Level and function of epidermal growth factor receptor predict the metastatic potential of human colon carcinoma cells.

The purpose of this study was to determine whether production of liver metastasis by human colon carcinoma (HCC) cells depends on the response of tumor cells to organ-derived growth factors. HCC cells were isolated from several surgical specimens whose malignant potential differed (Dukes' stage B or D tumors), adapted to grow in culture, and assessed for expression of the epidermal growth factor receptor (EGF-R). Northern blot analyses revealed that highly metastatic HCC cells expressed >5-fold the number of EGF-R mRNA transcripts as low metastatic cells.
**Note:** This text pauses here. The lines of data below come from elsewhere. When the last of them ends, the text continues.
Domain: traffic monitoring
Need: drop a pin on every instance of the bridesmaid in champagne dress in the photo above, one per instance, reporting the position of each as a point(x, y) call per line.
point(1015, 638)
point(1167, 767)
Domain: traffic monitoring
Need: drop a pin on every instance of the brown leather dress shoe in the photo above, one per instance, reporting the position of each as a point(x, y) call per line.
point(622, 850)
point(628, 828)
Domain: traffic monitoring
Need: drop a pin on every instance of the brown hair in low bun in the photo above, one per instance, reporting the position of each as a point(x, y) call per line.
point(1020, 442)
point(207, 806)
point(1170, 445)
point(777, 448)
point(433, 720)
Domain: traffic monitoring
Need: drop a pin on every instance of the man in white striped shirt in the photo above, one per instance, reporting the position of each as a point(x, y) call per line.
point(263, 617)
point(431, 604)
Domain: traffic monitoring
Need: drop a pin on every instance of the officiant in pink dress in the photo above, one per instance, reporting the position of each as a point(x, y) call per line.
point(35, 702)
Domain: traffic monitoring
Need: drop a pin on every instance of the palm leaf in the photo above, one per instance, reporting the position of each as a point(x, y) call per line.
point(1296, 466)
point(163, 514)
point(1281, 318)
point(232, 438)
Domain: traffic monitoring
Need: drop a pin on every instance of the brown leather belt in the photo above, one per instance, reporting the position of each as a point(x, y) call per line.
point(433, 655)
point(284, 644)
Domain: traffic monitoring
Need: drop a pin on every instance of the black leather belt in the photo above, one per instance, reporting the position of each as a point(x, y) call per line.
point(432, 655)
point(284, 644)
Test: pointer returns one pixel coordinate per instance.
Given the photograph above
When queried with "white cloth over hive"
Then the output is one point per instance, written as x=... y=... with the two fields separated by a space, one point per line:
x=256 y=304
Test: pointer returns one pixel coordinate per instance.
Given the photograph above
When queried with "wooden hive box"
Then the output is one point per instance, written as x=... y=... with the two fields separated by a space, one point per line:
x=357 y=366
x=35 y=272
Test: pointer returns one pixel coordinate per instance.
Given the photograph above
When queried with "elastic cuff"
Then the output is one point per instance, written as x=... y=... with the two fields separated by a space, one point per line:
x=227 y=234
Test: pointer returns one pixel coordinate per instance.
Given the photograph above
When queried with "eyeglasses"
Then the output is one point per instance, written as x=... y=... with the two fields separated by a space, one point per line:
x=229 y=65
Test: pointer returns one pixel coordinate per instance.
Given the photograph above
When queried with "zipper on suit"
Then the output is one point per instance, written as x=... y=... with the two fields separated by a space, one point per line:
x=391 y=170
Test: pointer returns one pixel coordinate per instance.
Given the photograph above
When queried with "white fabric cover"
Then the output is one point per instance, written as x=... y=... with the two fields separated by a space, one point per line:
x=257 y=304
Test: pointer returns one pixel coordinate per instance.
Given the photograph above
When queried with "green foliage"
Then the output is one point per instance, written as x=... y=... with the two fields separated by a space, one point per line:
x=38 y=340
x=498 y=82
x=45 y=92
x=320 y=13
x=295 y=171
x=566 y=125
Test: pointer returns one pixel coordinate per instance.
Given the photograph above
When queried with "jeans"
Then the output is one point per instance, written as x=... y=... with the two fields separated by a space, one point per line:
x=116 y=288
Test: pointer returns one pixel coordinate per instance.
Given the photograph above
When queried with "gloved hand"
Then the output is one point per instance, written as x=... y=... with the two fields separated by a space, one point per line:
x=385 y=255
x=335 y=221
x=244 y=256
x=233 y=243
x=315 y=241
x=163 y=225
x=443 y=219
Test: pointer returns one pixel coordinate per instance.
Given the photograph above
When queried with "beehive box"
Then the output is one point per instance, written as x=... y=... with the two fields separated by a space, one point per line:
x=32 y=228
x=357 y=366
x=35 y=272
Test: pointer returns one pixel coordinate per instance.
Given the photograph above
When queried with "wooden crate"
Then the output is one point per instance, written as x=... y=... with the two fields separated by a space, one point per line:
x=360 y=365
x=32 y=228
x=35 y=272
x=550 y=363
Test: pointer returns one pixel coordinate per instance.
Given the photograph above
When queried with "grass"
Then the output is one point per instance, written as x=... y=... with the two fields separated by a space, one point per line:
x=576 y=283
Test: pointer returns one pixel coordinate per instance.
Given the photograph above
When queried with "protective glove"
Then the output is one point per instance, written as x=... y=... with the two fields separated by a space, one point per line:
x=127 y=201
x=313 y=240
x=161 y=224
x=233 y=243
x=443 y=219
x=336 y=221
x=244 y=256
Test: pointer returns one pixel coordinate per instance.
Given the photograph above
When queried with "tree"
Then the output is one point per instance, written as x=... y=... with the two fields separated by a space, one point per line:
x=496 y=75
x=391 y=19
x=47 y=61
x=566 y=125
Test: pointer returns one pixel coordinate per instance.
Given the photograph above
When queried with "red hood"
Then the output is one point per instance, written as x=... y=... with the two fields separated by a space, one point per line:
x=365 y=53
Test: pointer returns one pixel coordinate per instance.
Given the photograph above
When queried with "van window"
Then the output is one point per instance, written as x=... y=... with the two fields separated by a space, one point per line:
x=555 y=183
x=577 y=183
The level of mRNA correlated with the amount of EGF-R protein as detected by Western blotting, immunohistochemistry, and Scatchard analyses. HCC growth response in vitro to picograms of transforming growth factor alpha was associated with functional cell surface EGF-Rs as determined by receptor tyrosine kinase activity assays. The EGF-R gene was not amplified or rearranged in highly metastatic cells. However, fluorescence in situ hybridization analysis showed that the copy number of chromosome 7 was higher in the highly metastatic cells. HCC cells were selected in vitro for low or high expression of EGF-R. Subsequent to injection into nude mice, only cells with high expression of EGF-R produced a high incidence of liver metastasis. These data demonstrate that expression of EGF-R by HCC cells directly correlates with their ability to produce hepatic metastasis.